Re: Extracting only the columns needed for a query

From: Melanie Plageman <melanieplageman(at)gmail(dot)com>
To: Jeff Davis <pgsql(at)j-davis(dot)com>, David Rowley <david(dot)rowley(at)2ndquadrant(dot)com>
Cc: Ashwin Agrawal <aagrawal(at)pivotal(dot)io>, Tom Lane <tgl(at)sss(dot)pgh(dot)pa(dot)us>, Pg Hackers <pgsql-hackers(at)postgresql(dot)org>, Corey Huinker <corey(dot)huinker(at)gmail(dot)com>, Dmitry Dolgov <9erthalion6(at)gmail(dot)com>, david(dot)g(dot)kimura(at)gmail(dot)com
Subject: Re: Extracting only the columns needed for a query
Date: 2020-01-07 23:40:52
Message-ID: CAAKRu_YxyYOCCO2e83UmHb51sky1hXgeRzQw-PoqT1iHj2ZKVg@mail.gmail.com
Views: Raw Message | Whole Thread | Download mbox | Resend email
Thread:
Lists: pgsql-hackers

I just wanted to address a question we got about making scanCols
instead of using RelOptInfo->attr_needed.

David Rowley had asked:

> For planning, isn't this information already available via either
> targetlists or from the RelOptInfo->attr_needed array combined with
> min_attr and max_attr?

attr_needed does not have all of the attributes needed set. Attributes
are only added in add_vars_to_targetlist() and this is only called for
certain query classes.

Also, Jeff Davis had asked off-list why we didn't start using
RelOptInfo->attr_needed for our purpose (marking which columns will
need to be scanned for the use of table access methods) instead of
adding a new member to RangeTblEntry.

The primary reason is that RelOptInfos are used during planning and
not execution. We need access to this information somewhere in the
PlannedStmt.

Even if we used attr_needed, we would, at some point, need to transfer
the columns needed to be scanned to a data structure available during
execution.

However, the next question was why not use attr_needed during costing
(which is the other time the table access method can use scanCols).

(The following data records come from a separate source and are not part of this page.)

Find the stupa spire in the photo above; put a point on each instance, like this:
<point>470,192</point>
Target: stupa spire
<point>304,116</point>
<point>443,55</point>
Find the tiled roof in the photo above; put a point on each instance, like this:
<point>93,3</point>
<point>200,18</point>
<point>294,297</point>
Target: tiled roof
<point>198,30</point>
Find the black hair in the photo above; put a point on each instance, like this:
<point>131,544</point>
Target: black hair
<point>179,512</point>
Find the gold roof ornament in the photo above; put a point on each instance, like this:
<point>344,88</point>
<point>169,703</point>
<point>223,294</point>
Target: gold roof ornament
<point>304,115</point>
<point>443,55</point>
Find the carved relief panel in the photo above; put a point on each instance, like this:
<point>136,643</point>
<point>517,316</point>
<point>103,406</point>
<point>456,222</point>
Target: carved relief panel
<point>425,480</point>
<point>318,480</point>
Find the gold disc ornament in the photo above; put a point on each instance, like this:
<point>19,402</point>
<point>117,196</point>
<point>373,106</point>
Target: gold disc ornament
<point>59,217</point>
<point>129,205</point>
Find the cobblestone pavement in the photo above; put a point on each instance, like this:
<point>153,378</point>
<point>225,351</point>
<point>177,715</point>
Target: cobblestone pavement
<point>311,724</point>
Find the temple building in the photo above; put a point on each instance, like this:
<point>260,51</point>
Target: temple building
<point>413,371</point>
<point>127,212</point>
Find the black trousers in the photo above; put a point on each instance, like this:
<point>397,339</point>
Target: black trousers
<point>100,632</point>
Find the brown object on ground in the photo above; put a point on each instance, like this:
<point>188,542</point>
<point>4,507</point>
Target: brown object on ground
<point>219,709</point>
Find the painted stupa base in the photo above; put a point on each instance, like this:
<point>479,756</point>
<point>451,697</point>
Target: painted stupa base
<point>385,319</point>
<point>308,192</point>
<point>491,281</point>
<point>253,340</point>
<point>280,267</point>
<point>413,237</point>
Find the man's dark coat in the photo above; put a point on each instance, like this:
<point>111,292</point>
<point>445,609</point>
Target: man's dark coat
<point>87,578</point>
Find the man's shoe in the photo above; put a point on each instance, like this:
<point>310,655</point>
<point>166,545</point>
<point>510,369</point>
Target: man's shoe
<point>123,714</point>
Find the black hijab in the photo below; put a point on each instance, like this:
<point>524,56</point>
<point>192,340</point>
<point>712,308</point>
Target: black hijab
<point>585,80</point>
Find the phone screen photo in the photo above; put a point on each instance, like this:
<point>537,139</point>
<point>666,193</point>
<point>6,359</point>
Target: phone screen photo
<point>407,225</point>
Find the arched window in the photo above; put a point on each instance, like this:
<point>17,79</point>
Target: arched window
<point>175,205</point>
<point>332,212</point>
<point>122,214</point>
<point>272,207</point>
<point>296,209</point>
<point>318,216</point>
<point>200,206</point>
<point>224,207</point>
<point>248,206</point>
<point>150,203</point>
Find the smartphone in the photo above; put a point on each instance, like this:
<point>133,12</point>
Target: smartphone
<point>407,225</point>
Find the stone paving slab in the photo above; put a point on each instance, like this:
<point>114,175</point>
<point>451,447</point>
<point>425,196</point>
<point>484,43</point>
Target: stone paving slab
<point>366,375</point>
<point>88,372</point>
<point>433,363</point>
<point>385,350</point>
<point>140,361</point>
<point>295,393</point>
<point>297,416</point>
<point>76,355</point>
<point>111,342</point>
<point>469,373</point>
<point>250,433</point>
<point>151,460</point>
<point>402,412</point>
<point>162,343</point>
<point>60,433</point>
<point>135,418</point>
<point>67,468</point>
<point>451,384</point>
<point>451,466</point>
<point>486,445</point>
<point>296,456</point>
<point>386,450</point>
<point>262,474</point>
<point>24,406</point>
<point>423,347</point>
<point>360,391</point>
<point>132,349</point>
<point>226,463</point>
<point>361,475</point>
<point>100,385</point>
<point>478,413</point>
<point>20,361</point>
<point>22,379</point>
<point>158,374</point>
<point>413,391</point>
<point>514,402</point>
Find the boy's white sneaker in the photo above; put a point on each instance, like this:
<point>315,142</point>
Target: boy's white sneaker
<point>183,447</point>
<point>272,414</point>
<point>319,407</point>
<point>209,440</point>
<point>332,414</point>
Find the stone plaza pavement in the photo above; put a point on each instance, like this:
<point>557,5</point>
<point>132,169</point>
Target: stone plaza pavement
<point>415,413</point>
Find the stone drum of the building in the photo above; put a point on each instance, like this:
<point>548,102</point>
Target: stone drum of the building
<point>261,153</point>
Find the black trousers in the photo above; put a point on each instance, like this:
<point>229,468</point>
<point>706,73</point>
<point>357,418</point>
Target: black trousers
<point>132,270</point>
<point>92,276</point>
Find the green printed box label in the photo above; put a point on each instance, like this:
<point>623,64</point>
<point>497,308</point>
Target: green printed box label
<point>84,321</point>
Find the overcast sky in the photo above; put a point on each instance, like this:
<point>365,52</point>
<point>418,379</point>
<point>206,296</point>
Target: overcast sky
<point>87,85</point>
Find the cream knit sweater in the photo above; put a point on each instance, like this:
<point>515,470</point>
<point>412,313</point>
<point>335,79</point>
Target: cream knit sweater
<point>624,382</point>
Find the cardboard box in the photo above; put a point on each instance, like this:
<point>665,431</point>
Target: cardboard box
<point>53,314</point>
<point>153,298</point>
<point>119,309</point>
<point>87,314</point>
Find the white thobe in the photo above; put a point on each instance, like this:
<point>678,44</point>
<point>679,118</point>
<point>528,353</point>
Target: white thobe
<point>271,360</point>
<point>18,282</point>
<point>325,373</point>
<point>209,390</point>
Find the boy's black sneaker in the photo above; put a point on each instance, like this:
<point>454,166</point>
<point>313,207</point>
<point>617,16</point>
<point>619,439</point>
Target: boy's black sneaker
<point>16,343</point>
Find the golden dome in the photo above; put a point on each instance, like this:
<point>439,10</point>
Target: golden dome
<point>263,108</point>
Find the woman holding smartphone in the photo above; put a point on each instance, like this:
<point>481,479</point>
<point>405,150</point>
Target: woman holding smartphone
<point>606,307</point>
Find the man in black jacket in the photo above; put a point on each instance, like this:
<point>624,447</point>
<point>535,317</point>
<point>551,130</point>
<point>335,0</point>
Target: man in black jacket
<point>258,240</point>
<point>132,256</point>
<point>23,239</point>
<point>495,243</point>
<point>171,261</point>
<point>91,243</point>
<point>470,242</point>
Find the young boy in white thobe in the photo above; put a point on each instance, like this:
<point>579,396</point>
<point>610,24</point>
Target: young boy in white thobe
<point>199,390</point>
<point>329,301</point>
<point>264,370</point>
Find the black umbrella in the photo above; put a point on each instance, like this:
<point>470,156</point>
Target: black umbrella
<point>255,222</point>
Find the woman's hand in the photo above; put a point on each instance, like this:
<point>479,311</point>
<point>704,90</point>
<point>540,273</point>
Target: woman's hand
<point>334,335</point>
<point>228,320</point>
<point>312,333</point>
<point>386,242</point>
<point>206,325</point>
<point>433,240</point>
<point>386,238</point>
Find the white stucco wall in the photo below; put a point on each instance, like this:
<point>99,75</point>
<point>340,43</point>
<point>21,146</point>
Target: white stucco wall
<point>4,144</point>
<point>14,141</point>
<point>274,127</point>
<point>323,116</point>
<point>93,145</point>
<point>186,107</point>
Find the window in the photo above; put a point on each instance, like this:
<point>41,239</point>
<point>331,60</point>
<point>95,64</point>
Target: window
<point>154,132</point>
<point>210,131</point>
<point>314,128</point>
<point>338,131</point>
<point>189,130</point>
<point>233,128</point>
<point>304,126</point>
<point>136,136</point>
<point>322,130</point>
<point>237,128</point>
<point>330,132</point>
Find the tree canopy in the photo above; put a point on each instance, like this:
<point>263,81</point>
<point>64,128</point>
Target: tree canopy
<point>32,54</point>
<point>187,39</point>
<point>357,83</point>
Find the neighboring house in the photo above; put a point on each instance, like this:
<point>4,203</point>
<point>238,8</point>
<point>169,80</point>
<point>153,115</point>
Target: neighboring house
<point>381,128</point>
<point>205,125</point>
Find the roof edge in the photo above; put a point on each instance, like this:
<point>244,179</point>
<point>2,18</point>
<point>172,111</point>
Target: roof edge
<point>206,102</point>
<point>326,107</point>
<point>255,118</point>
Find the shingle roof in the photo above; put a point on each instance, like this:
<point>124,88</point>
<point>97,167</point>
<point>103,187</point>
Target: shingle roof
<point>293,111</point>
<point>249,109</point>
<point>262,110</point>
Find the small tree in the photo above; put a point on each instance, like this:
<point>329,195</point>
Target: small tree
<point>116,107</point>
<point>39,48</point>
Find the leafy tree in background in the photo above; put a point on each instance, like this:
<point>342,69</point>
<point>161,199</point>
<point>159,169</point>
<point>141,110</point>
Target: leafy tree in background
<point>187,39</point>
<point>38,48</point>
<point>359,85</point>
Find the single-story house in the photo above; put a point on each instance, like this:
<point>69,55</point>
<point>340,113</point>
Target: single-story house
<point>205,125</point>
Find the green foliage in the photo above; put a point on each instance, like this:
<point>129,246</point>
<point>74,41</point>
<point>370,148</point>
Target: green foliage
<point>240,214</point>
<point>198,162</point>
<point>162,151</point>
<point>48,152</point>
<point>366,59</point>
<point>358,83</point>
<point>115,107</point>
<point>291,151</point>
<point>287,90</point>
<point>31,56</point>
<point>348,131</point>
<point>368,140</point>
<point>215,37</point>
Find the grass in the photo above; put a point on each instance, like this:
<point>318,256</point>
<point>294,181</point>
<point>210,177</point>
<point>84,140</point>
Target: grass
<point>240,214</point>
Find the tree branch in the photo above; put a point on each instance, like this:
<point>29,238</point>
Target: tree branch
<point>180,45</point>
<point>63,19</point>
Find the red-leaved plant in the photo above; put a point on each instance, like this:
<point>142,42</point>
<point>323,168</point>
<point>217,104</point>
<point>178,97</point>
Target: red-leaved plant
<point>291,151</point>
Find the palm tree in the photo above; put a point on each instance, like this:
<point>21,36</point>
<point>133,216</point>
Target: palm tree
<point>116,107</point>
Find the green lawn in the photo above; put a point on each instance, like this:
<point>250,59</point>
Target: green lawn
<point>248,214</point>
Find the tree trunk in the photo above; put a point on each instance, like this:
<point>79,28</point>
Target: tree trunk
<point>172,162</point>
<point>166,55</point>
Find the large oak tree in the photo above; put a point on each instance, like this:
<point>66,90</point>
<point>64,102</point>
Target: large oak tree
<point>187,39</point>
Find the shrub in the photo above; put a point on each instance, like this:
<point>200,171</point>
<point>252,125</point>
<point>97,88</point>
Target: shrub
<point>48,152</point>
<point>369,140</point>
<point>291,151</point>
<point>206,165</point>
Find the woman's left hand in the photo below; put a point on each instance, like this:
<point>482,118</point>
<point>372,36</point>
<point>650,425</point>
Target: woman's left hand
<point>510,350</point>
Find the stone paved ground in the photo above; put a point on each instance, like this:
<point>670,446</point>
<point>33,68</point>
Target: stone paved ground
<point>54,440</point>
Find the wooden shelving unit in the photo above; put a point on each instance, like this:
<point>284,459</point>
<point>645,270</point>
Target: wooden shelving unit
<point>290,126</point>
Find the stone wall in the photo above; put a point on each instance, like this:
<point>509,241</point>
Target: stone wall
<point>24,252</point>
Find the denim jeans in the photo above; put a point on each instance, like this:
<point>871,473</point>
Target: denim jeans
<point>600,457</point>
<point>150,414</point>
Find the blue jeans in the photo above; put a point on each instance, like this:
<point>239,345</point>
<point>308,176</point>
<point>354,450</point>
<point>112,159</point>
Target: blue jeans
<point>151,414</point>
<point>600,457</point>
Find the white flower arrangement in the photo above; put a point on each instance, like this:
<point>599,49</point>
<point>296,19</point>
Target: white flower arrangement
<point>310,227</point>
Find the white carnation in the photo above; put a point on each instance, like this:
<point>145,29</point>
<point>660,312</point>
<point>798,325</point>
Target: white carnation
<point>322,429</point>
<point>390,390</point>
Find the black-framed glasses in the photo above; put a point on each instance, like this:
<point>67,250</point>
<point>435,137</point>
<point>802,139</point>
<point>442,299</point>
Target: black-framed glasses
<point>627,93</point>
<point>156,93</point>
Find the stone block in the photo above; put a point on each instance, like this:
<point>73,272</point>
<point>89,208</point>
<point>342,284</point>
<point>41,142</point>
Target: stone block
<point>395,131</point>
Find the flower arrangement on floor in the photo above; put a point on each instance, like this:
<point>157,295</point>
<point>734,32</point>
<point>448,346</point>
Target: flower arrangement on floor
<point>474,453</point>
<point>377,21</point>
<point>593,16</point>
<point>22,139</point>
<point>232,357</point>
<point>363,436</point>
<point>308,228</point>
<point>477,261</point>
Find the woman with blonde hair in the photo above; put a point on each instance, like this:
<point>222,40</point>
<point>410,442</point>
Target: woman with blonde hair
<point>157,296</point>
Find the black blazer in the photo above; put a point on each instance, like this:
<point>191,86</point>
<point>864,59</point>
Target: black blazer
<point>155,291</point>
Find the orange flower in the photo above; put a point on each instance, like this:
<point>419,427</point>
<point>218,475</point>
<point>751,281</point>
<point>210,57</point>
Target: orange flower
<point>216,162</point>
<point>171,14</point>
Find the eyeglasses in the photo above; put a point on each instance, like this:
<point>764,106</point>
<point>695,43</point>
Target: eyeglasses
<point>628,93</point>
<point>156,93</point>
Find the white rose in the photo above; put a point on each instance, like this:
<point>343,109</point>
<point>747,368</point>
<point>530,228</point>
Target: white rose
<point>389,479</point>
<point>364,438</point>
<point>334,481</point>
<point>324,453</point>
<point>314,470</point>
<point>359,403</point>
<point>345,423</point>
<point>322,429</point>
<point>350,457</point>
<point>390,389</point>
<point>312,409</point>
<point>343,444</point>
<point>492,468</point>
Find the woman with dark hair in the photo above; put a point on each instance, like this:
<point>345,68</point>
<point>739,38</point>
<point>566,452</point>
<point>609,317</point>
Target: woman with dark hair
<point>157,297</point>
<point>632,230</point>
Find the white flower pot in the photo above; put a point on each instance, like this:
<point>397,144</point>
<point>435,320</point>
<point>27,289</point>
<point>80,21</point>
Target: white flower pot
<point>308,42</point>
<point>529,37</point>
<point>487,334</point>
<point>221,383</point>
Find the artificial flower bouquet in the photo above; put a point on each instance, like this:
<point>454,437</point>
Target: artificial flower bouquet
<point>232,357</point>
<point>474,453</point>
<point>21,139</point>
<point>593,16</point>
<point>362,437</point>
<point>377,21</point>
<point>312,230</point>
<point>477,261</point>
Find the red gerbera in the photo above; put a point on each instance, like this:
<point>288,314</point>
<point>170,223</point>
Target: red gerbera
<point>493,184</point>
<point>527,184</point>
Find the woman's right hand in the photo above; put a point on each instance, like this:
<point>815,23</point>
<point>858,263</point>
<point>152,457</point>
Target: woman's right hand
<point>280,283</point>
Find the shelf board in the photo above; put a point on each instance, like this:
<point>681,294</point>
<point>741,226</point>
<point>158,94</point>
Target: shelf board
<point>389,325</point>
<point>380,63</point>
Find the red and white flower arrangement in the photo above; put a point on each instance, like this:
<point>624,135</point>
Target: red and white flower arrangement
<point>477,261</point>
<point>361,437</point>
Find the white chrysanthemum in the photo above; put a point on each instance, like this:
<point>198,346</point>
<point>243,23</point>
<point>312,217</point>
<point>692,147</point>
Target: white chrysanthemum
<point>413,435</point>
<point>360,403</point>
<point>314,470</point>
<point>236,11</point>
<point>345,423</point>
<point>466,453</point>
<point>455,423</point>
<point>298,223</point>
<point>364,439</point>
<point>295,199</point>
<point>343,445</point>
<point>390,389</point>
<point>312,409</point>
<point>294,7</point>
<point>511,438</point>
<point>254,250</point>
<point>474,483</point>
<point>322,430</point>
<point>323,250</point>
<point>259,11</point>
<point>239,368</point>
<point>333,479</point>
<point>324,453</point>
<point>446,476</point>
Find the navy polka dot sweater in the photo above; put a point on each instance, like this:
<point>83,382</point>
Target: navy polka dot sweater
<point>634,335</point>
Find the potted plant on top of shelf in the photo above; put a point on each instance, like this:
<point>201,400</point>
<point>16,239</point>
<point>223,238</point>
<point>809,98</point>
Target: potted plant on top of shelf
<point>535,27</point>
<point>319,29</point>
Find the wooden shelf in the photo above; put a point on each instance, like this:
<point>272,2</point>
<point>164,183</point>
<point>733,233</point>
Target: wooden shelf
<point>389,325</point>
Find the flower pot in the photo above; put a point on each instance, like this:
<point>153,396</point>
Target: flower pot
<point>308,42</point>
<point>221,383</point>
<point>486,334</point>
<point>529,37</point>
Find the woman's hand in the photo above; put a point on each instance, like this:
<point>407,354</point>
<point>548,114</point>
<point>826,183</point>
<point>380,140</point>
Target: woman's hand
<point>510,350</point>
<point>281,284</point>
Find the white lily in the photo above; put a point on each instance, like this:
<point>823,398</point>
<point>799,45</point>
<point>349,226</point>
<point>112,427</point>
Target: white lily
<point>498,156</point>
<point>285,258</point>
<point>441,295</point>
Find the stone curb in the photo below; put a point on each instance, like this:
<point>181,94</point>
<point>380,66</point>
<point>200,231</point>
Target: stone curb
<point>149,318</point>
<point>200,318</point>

David Kimura and I dug into how attr_needed is used currently in
Postgres to understand if its meaning and usage is consistent with
using it instead of scanCols during costing.

We could set attr_needed in the same way we are now setting scanCols
and then use it during costing, however, besides the fact that we
would then have to create a member like scanCols anyway during
execution, it seems like adding an additional meaning to attr_needed
during planning is confusing and dangerous.

attr_needed is documented as being used to determine the highest
joinrel in which attribute is needed (when it was introduced
835bb975d8d).
Since then it has been extended to be used for removing joins and
relations from queries b78f6264eba33 and to determine if whole row
vars are used in a baserel (which isn't supported as a participant in
a partition-wise join) 7cfdc77023ad507317.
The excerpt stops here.